Wanneer het ter kennis te brengen of te betekenen stuk niet is opgesteld of vertaald in een van de in artikel 8, lid 1, van verordening nr. 1393/2007 bedoelde talen, mag het begin van de termijn van één week voor de uitoefening van het recht om ontvangst van het stuk te weigeren niet samenvallen met het begin van de termijn om beroep in te stellen overeenkomstig de regelgeving van de lidstaat van verzending, omdat anders afbreuk zou worden gedaan aan het nuttig effect van die bepaling, gelezen in samenhang met artikel 47 van het Handvest. Deze laatste termijn moet in beginsel ingaan na het verstrijken van de eerste termijn van één week.

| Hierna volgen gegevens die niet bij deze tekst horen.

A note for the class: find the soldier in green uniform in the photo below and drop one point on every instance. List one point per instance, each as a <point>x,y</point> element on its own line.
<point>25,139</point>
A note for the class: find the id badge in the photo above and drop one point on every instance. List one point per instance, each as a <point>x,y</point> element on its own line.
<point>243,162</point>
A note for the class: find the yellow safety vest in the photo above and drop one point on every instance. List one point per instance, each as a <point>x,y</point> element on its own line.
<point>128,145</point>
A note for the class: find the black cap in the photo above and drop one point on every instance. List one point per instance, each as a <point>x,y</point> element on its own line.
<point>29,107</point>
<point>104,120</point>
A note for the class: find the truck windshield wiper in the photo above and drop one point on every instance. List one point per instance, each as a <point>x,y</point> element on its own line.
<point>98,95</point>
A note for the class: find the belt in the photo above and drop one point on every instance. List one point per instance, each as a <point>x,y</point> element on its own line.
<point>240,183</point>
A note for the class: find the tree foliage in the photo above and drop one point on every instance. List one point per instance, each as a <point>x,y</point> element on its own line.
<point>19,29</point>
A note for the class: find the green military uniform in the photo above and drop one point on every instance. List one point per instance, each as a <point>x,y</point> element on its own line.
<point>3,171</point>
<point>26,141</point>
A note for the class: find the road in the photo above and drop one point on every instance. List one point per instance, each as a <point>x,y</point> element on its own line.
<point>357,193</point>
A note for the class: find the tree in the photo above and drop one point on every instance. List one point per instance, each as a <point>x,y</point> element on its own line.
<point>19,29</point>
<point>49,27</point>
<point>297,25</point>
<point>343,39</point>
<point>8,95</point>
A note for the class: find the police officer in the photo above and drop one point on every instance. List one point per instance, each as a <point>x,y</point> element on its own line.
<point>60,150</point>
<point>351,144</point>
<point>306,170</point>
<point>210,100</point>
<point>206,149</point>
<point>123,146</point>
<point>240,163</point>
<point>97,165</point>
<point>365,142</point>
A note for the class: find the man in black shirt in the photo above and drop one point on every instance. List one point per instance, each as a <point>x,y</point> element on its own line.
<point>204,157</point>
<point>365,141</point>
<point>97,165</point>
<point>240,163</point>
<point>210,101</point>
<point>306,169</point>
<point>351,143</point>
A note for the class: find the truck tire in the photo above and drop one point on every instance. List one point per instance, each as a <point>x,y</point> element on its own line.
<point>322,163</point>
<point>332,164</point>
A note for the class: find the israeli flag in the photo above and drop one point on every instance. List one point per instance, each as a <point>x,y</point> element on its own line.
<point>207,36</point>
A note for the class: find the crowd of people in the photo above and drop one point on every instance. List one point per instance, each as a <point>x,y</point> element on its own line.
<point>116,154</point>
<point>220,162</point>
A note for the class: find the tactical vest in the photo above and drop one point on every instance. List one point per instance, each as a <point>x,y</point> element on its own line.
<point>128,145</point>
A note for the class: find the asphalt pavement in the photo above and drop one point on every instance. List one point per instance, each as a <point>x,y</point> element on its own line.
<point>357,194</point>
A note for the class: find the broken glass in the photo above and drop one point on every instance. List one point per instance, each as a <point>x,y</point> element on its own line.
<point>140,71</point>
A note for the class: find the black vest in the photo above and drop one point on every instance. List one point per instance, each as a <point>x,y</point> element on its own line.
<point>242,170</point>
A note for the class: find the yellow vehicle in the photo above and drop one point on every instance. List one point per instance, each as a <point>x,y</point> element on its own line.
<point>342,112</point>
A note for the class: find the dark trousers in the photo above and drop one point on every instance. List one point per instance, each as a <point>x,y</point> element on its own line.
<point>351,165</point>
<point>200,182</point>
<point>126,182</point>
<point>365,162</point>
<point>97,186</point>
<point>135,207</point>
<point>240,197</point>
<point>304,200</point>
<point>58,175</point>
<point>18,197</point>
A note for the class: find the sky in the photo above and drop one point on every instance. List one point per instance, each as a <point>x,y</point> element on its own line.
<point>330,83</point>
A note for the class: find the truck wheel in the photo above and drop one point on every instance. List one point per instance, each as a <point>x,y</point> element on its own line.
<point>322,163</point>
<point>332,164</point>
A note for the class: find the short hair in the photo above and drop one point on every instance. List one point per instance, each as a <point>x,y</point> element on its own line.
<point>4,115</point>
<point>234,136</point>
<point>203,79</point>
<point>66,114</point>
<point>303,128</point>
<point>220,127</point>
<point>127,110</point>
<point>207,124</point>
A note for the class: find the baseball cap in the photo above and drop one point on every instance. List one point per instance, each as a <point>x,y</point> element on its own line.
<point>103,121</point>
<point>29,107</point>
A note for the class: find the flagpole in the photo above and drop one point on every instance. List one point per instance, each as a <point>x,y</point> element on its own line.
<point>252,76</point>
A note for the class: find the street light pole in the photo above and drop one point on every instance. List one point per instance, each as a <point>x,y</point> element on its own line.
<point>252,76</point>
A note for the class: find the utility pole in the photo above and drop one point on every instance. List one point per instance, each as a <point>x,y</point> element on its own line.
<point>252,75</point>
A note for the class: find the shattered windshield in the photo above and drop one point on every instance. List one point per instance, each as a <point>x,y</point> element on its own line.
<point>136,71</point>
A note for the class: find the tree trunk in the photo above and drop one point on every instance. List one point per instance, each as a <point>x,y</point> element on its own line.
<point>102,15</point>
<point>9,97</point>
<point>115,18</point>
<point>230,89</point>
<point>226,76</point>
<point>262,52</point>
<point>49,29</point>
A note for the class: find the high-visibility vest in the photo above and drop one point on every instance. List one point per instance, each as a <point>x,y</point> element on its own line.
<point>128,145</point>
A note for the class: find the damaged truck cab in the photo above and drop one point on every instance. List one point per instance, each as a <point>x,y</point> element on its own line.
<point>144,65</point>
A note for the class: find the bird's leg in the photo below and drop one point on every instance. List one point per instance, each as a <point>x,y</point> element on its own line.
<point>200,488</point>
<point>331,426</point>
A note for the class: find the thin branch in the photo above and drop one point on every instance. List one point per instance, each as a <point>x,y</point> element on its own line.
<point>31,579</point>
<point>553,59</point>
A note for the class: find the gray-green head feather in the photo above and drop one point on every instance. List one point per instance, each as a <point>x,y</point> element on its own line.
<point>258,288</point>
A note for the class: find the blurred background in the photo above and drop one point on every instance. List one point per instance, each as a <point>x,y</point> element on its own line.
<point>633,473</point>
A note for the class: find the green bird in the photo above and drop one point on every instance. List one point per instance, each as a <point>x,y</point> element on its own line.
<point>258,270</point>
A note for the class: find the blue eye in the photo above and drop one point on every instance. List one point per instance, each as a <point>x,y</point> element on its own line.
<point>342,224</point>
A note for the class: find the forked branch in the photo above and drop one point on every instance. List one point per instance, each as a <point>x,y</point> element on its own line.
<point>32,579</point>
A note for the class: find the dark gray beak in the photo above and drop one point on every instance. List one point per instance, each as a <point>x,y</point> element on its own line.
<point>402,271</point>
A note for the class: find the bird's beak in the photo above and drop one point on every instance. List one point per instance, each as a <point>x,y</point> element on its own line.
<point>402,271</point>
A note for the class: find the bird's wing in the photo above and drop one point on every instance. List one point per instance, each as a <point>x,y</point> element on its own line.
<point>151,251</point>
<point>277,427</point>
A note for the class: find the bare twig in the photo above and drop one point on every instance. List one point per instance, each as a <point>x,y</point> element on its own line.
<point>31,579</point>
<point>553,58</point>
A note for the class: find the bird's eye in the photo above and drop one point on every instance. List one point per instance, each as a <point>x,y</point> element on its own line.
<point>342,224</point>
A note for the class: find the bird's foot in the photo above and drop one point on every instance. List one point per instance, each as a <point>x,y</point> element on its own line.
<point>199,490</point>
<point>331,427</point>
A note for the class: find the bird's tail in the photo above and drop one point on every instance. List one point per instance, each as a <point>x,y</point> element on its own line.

Zoniet dan zou de adressaat van het stuk ertoe kunnen worden aangezet om, teneinde een procedureel nadeel te vermijden wegens zijn grensoverschrijdende situatie, te kiezen voor de mogelijkheid om dat stuk te weigeren. Het aanzetten tot een dergelijke weigering zou indruisen tegen de doelstelling van verordening nr. 1393/2007, die met name erin bestaat de snelle verzending van gerechtelijke en buitengerechtelijke stukken in burgerlijke of in handelszaken met het oog op betekening of kennisgeving te bevorderen, onverminderd de eerbiediging van de rechten van verdediging van degene voor wie deze stukken bestemd zijn. Om de doeltreffendheid van deze verordening te waarborgen, moet de mogelijkheid om de betekening of kennisgeving van die stukken te weigeren, beperkt blijven tot uitzonderlijke situaties.


1      Verordening (EG) nr. 1393/2007 van het Europees Parlement en de Raad van 13 november 2007 inzake de betekening en de kennisgeving in de lidstaten van gerechtelijke en buitengerechtelijke stukken in burgerlijke of in handelszaken („de betekening en de kennisgeving van stukken”), en tot intrekking van verordening (EG) nr. 1348/2000 van de Raad (PB 2007, L 324, blz. 79).